Another powerful feature is mass migration from one group/zone to another. For example, in the event of an emergency or large scale maintenance, a simple script could update the semaphore definitions in a batch to change the group pattern effectively moving all the tasks to a different zone. Because Hazelcast handles data replication and availability, the change to the definitions can be made on any member in the cluster and it immediately becomes visible to all members.
In addition to the semaphore definition UI, the gatekeeper can periodically dump state information to a log file to help with debugging and monitoring. The example output below shows the type of information that can be easily displayed and searched by any log management tools.
Limitations
Hazelcast is designed to prefer availability over consistency; therefore in a split-brain, network partition scenario, Hazelcast will remain available on each side of the network partition and could potentially allow more than one node to acquire a semaphore permit. Depending on your network structure, acquirer and group patterns, and sensitivity to duplicate executions in these scenarios, a quorum solution may be more appropriate. One approach may be to use Hazelcast's Cluster information to implement a quorum check as part of the gatekeeper logic.
It is important to note that there may be a delay from when a semaphore definition is updated to when the task can start on the new node/group depending on if the existing permit owner releases the permit or simply lets it expire. For tasks that may run every few minutes or hours this probably isn't an issue. However if the application has strict task failover or migration time requirements, allowing permits to expire at a fixed duration may not be acceptable.
Wrapping Up
The solution presented is not a turnkey library or framework but it shows how Hazelcast can be used to perform task coordination and control with just a little custom code. For more complex applications or larger deployments, an existing tool such as ZooKeeper or etcd may be more appropriate but a simpler approach may make sense for a number of use cases including:
- The application is already using Hazelcast for caching, distributed computing, or messaging.
- More flexibility/customization for task coordination is needed than an existing solution offers.

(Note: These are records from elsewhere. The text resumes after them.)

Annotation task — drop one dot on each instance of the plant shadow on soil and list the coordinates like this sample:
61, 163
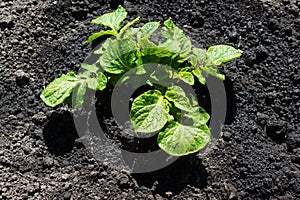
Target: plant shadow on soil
60, 134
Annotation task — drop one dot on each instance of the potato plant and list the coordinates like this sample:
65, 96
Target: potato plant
180, 122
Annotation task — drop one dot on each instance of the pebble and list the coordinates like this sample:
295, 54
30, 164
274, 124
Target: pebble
22, 78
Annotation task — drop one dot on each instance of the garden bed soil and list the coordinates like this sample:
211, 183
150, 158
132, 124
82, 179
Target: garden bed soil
257, 155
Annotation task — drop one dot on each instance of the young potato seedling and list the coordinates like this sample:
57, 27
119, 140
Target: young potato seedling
180, 122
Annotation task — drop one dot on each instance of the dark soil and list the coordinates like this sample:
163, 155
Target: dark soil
257, 156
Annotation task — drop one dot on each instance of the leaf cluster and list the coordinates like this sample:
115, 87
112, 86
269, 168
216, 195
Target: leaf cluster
178, 118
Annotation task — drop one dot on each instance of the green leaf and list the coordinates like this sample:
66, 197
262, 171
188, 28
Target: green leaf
59, 89
112, 20
176, 41
151, 49
131, 32
177, 95
180, 140
78, 95
199, 75
98, 83
220, 54
127, 26
149, 112
99, 34
185, 76
91, 68
193, 61
119, 56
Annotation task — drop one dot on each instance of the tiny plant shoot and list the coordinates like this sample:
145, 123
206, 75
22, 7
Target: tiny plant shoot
170, 111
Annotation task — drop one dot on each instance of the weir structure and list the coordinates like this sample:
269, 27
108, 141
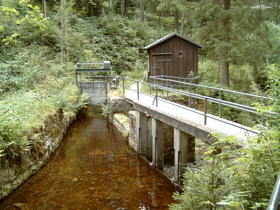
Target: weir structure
95, 80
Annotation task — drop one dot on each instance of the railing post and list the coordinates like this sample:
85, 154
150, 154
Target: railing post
156, 96
138, 90
275, 196
190, 96
205, 111
220, 104
123, 86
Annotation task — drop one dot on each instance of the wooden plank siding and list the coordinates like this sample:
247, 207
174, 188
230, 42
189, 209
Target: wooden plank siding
174, 56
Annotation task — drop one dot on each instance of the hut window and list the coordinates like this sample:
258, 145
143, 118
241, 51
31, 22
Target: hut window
180, 54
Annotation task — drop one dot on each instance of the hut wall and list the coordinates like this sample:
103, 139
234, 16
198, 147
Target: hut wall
173, 57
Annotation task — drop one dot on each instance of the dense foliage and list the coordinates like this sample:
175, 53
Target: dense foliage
40, 42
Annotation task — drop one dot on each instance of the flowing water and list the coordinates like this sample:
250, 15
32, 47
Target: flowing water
93, 168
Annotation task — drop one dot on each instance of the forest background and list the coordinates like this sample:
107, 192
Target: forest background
41, 42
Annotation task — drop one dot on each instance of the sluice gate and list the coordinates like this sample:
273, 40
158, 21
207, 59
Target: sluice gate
95, 80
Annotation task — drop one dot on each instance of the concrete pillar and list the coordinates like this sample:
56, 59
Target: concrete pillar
158, 143
184, 145
143, 135
141, 132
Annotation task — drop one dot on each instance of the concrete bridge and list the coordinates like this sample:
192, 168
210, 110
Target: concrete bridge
154, 113
187, 123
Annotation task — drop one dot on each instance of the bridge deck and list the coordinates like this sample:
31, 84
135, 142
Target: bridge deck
187, 119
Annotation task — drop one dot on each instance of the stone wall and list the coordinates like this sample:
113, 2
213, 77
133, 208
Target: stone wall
44, 140
123, 118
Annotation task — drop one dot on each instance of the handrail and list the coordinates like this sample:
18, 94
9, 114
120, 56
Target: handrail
209, 87
206, 99
275, 196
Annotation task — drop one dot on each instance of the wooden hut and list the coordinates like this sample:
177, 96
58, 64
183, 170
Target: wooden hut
173, 55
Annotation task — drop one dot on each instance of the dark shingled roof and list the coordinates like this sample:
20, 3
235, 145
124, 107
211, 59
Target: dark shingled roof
169, 36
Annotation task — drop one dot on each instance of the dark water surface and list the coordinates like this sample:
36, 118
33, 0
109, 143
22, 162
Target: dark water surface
93, 168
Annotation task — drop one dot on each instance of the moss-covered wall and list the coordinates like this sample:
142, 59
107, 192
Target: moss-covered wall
14, 170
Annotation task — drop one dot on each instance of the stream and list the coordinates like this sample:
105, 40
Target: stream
93, 168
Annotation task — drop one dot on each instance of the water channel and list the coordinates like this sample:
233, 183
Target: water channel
93, 168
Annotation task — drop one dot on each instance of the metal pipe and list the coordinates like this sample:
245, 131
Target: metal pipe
138, 90
275, 196
205, 111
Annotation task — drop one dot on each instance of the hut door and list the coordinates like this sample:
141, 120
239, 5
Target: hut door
161, 64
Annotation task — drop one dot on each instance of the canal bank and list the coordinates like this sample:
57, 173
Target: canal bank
93, 168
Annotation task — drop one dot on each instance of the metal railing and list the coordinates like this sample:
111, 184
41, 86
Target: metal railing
155, 89
275, 196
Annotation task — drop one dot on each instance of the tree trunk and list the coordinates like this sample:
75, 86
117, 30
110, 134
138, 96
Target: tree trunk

- There is no shared database or the task coordination scheme is incompatible with the database replication scheme.
- The solution should be embedded in the existing application/services rather than requiring additional hardware or processes.
If you're looking for a powerful and flexible communication, coordination, and control mechanism for your application, checkout the Hazelcast documentation and see if it can work for you. As a distributed in-memory grid exposing basic data structures and distributed computing functionality, it can take over or be the foundation for many of the more complex requirements of microservices architectures.